Sender: owner-uri@bunyip.com
Precedence: bulk

Here's the approaches to i18n I've seen:

(1) US-ASCII only

(2) ISO-8859-1 only

(3) whatever localized character set is in use

(4) Explicit labelling of character set

(5) Unicode derivative.
----
(1) Never works because it doesn't satisfy demand.

(2) Never works and is even worse than (1) because not only does it fail
to satisfy demand, but it uses up the "undefined" codepoints in such a way
that an interoperable solution *can't* be deployed.

(3) Never works, because it doesn't interoperate.  It results in a bunch
of islands which can't communicate, except via US-ASCII.

(4) Works fine, but is very hard to support for ideographic characters.
Dealing with mapping tables between ISO-2022, Unicode and whatever
character set is supported by the display system is very hard.
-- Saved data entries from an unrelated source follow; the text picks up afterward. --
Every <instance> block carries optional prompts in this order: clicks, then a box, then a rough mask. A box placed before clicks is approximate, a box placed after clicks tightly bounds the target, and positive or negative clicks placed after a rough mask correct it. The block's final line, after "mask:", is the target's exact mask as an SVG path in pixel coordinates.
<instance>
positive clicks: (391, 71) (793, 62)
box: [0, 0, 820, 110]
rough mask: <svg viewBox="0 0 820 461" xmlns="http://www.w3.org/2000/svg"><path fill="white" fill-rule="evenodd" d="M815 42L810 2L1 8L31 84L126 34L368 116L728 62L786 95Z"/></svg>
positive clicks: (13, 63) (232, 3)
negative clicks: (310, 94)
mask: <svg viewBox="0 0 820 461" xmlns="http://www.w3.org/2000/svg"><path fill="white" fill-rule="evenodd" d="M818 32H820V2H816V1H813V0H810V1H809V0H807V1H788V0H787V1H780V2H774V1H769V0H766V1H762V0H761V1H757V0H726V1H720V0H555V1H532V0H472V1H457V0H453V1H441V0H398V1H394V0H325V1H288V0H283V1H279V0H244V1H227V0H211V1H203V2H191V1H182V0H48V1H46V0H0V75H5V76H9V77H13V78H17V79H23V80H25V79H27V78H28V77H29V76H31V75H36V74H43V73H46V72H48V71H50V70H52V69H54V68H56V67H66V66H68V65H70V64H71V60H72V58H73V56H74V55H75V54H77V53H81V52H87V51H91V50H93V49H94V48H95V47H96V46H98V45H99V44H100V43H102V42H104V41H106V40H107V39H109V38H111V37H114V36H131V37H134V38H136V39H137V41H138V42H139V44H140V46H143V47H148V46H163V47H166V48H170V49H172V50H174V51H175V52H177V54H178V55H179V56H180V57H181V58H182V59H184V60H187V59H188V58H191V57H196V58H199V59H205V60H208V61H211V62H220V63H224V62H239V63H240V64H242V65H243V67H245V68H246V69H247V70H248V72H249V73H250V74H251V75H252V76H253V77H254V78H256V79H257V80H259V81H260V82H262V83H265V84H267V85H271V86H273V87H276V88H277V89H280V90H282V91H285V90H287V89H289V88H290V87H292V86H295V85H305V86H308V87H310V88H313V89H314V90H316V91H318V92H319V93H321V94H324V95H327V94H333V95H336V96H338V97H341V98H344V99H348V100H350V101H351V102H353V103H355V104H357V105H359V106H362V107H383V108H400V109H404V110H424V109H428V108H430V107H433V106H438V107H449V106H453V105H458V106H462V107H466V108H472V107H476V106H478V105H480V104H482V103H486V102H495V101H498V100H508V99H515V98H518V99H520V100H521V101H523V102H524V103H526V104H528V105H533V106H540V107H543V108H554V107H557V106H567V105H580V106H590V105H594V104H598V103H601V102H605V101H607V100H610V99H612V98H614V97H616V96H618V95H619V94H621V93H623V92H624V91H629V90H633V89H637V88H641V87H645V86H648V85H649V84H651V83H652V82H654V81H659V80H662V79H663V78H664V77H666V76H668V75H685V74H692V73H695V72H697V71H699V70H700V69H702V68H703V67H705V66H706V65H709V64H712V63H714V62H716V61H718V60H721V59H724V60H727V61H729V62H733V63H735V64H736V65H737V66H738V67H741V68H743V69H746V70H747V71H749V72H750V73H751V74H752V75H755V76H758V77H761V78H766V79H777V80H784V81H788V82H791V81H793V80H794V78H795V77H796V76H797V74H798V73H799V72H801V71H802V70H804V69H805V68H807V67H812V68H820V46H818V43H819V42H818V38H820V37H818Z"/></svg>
(5) Works fine, and has potential to be easier to support than (4).
----

The status quo in URLs is a mixture of (1), (2), and (3).  This is
completely unacceptable for an interoperable solution.  We *MUST* move
towards (4) or (5).  Given that I've heard no proposals along the lines of
MIME header encoded words, the only solution on the table is (5).

I will also point out than when a URL contains unencoded 8-bit characters
and is embedded in a properly charset-labelled document, there are no
problems as the interpretation is clear.   We do need to deal with the
interpretation of %-encoded 8-bit characters.  If we're ambitious, we can
also address the issue of unlabelled unencoded 8-bit characters, but I'd
be tempted to avoid that rathole.

The biggest failure of HTTP/HTML was choosing (2) above when MIME already
had a perfectly functional solution (4).